The first recorded mention of farming by white Minnesotans is made in a letter written by George H. Monk, who notes crops of potatoes, oats, cabbages, beets, beans, pumpkins, and Indian corn being cultivated at the North West Company's fur trading posts on Sandy and Leech Lakes.
Marge Anderson becomes chief executive of the Mille Lacs Band of Ojibwe. Emphasizing traditional government, education, and cultural preservation, Anderson would be a leader in the successful nine-year battle to preserve rights granted by an 1837 treaty to hunt and fish in and around Mille Lacs (see March 24).
While in Seattle on business, St. Paul rail tycoon James J. Hill learns that Edward H. Harriman, in New York, is buying up shares of the Northern Pacific Railroad, trying to wrest control of the company from Hill. Hill orders all trains to give right of way to his express train and heads east for New York, making the 1,800-mile trip from Seattle to St. Paul in 45 hours and 50 minutes, 21 hours under the average time. From there Hill continues to New York and thwarts the deal.

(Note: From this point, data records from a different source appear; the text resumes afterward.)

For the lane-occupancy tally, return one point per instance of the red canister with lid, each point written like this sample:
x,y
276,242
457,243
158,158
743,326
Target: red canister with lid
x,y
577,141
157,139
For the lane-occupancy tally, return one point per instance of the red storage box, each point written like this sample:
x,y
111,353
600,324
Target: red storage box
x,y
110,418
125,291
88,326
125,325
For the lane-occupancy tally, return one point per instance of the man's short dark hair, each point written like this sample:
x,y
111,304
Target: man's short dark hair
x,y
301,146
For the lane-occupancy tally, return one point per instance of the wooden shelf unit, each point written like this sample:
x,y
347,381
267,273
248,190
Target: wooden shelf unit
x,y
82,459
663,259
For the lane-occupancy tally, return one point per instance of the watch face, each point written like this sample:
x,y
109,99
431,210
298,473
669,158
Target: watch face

Hastings' spiral bridge opens. It would carry horse and automobile traffic into the heart of the city for over fifty years and be replaced by a straight bridge in 1951.
The Minnesota Pioneer Guard, the state's first volunteer military company, is organized in St. Paul. This group would become Company A of the First Minnesota Volunteer Infantry Regiment.
The Minnesota Commission of Public Safety is formed by the legislature to "protect life and property and to aid in the prosecution of the war." Seeking to achieve one hundred percent patriotism, the commission uses its sweeping powers to harass non-English-speaking immigrants and members of the Nonpartisan League.
A poker game in Granite Falls ends in violence. After playing for several hours, local dentist S. Wintner notices that his two kings have lost to two aces held by St. Paul card sharp William Lenard, the "Irish Lord," eight times in succession. Wintner produces a revolver and, when Lenard proclaims his innocence, fatally shoots him. At the trial later that year Frank Nye, for the defense, makes the creative assertion that, gambling being a felony, Dr. Wintner had the right to stop such an act, with violence if necessary.
Organizer Eugene Debs calls a strike by the workers of the Great Northern Railway. The railroad had imposed three wage cuts despite profits of over five million dollars the previous year. As the strike progresses, other railroads—following the lead of the Great Northern in other strike situations—refuse to help company president James J. Hill move his stalled trains.